SckyzO/slurm_exporter

Repository files navigation

Prometheus Slurm Exporter 🚀

Release Latest release Go Report Card Docker pulls Image size (standard) Image size (minimal) License: GPL v3

Prometheus collector and exporter for metrics extracted from the Slurm workload manager — exposes node, partition, job, CPU, GPU, scheduler, fairshare, reservation, and license data, with ten ready-to-use Grafana dashboards and a starter set of site-neutral alerting rules.

Note

Looking for a next-generation Slurm exporter with native OpenMetrics support (Slurm 25.11+)? Check out my new project: sckyzo/slurm_prometheus_exporter

✨ Features: Native OpenMetrics · Multiple endpoints · Basic Auth & TLS · Global labels · YAML config · Clean Architecture

📋 Table of Contents

✨ Features

  • ✅ Wide metric coverage: nodes, partitions, jobs, CPUs, GPUs, scheduler internals (sdiag RPC stats), fairshare, reservations, licenses, per-user/per-account roll-ups.
  • ✅ All 14 collectors are optional and toggle via --collector.<name> / --no-collector.<name> flags.
  • ✅ GPU metrics per account and user (slurm_account_gpus_running, slurm_user_gpus_running) — covers --gres, --gpus, and --gpus-per-node jobs.
  • ✅ Per-reservation node state metrics (slurm_reservation_nodes_*).
  • ✅ TLS + Basic Authentication via --web.config.file.
  • ✅ OpenMetrics format (exemplars, Prometheus 2.x+ features).
  • ✅ Per-collector health metrics (slurm_exporter_collector_success, slurm_exporter_collector_duration_seconds).
  • ✅ Liveness probe at /healthz for Kubernetes / systemd orchestration.
  • ✅ Ten ready-to-use Grafana dashboards + site-neutral Prometheus alerting rules.
  • ✅ Multi-arch Docker images (linux/amd64 + linux/arm64), signed with cosign keyless, CycloneDX SBOM per release.
  • ✅ Goreportcard A+ (100% across gofmt, go vet, gocyclo, ineffassign, misspell, license).

🚀 Get started

The fastest path is the published Docker image — assuming the host has a working slurm-client + munged setup (slurmctld host, login node, or a monitoring VM already enrolled in the cluster):

docker run -d --name slurm_exporter \
  -p 9341:9341 \
  -v /etc/slurm:/etc/slurm:ro \
  -v /var/run/munge:/var/run/munge:ro \
  -v /etc/munge/munge.key:/etc/munge/munge.key:ro \
  sckyzo/slurm-exporter:latest

curl http://localhost:9341/metrics | head

Then point Prometheus at :9341/metrics (sample scrape config in monitoring/).

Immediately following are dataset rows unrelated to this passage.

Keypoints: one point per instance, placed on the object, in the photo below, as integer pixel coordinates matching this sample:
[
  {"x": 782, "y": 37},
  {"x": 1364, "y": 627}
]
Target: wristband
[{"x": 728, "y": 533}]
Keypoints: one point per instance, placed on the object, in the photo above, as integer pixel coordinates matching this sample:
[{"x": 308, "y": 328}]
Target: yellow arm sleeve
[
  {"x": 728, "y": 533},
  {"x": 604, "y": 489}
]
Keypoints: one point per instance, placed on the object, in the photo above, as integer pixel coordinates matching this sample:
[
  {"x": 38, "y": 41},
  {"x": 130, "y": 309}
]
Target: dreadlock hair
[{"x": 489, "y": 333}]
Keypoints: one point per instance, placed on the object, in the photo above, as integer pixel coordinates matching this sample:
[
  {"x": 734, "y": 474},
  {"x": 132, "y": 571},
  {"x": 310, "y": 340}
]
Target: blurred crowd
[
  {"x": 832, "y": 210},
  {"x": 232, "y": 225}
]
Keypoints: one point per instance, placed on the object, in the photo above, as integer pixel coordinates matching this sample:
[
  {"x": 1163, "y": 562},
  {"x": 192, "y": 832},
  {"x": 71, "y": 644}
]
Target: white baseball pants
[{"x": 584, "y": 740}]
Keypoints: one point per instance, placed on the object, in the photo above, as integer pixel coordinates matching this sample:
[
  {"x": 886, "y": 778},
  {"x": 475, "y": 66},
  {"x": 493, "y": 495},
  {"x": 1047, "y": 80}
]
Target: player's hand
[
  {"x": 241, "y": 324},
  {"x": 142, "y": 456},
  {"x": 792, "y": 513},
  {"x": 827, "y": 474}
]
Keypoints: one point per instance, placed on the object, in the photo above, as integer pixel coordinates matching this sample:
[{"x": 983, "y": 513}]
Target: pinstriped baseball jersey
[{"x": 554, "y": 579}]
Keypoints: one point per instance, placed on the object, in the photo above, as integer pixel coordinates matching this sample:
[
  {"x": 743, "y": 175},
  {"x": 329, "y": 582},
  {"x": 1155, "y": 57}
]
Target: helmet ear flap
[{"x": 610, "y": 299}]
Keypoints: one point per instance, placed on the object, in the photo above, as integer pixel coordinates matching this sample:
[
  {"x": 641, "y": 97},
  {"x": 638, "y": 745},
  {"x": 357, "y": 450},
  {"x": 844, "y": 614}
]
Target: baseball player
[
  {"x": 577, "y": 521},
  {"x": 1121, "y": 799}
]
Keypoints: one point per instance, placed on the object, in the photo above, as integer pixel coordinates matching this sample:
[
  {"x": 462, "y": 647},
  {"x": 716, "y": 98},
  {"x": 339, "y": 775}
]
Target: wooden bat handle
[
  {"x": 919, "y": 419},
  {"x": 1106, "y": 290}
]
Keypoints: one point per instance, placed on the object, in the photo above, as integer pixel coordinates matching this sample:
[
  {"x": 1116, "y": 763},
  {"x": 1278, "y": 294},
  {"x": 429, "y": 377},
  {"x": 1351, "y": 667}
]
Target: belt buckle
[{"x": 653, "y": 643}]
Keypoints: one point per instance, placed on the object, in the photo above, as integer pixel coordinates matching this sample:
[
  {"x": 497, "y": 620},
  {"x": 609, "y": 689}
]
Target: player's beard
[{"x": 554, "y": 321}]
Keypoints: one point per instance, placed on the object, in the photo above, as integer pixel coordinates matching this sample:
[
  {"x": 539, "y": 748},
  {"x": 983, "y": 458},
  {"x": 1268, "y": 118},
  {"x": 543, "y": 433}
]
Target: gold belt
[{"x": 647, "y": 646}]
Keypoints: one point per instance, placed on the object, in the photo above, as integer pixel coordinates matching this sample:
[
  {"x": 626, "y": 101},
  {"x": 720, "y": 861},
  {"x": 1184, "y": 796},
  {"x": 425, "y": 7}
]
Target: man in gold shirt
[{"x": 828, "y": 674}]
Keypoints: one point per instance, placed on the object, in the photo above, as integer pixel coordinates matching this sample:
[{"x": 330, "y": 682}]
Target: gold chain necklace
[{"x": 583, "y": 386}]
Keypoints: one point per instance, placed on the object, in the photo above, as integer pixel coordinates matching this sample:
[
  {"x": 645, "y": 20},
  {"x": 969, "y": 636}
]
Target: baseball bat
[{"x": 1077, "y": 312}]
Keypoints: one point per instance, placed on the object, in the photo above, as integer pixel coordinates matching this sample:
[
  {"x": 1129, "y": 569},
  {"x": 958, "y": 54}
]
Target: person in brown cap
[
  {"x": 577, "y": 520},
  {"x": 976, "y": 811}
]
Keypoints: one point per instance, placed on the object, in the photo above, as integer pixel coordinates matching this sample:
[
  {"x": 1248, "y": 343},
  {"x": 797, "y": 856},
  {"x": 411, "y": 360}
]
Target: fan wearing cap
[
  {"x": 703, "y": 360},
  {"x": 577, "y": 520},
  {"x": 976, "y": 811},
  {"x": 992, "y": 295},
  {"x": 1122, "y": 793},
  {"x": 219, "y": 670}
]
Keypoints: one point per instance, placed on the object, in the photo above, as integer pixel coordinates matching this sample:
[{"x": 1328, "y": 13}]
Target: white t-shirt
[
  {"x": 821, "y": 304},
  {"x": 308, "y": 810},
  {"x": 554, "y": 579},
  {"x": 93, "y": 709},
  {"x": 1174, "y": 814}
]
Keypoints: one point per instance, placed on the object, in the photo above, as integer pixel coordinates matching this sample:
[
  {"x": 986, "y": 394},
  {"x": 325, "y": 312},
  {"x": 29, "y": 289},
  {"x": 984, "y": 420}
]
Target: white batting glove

For everything else — compose / Kubernetes / a remote monitoring node, or running the binary directly on a node — pick one of the three paths below.

🐳 Docker images

Two variants, both published as multi-arch manifests (linux/amd64 + linux/arm64) to Docker Hub (sckyzo/slurm-exporter) and GHCR (ghcr.io/sckyzo/slurm_exporter):

Variant Tag pattern Base When
Standard :vX.Y.Z, :X.Y, :X, :latest Ubuntu 26.04 + slurm-client 25.11 Cluster runs Slurm 23.x — 26.x packaged from a distro. Just works.
Minimal :vX.Y.Z-minimal, :X.Y-minimal, :X-minimal, :latest-minimal distroless/cc-debian12 + libmunge Slurm built from source / OHPC / outside the 23-26 window. Mount your own slurm-client via --slurm.bin-path.

Pre-release tags (vX.Y.Z-rc1 etc.) push only the pinned version and never overwrite the floating aliases.

Full Docker reference — compose, Kubernetes patterns, env-var overrides, version compatibility, troubleshooting — in docker/README.md.

📥 Pre-compiled binary

Linux, macOS, and Windows binaries (amd64 / 386 / arm64) on the Releases page. Each archive ships with a CycloneDX SBOM and a cosign-verifiable checksum file.

Installing as a systemd service:

# 1. Grab and install the binary
tar -xzf slurm_exporter-*-linux-amd64.tar.gz
sudo mv slurm_exporter /usr/local/bin/
sudo chmod +x /usr/local/bin/slurm_exporter

# 2. Install the unit file (adapt User / ExecStart for your environment)
sudo cp systemd/slurm_exporter.service /etc/systemd/system/
sudo systemctl daemon-reload
sudo systemctl enable --now slurm_exporter

🔨 From source

git clone https://github.com/sckyzo/slurm_exporter.git
cd slurm_exporter
make build

The binary lands in bin/slurm_exporter. See CONTRIBUTING.md for the full development setup (Go 1.26+, golangci-lint, the containerized make check / make report targets).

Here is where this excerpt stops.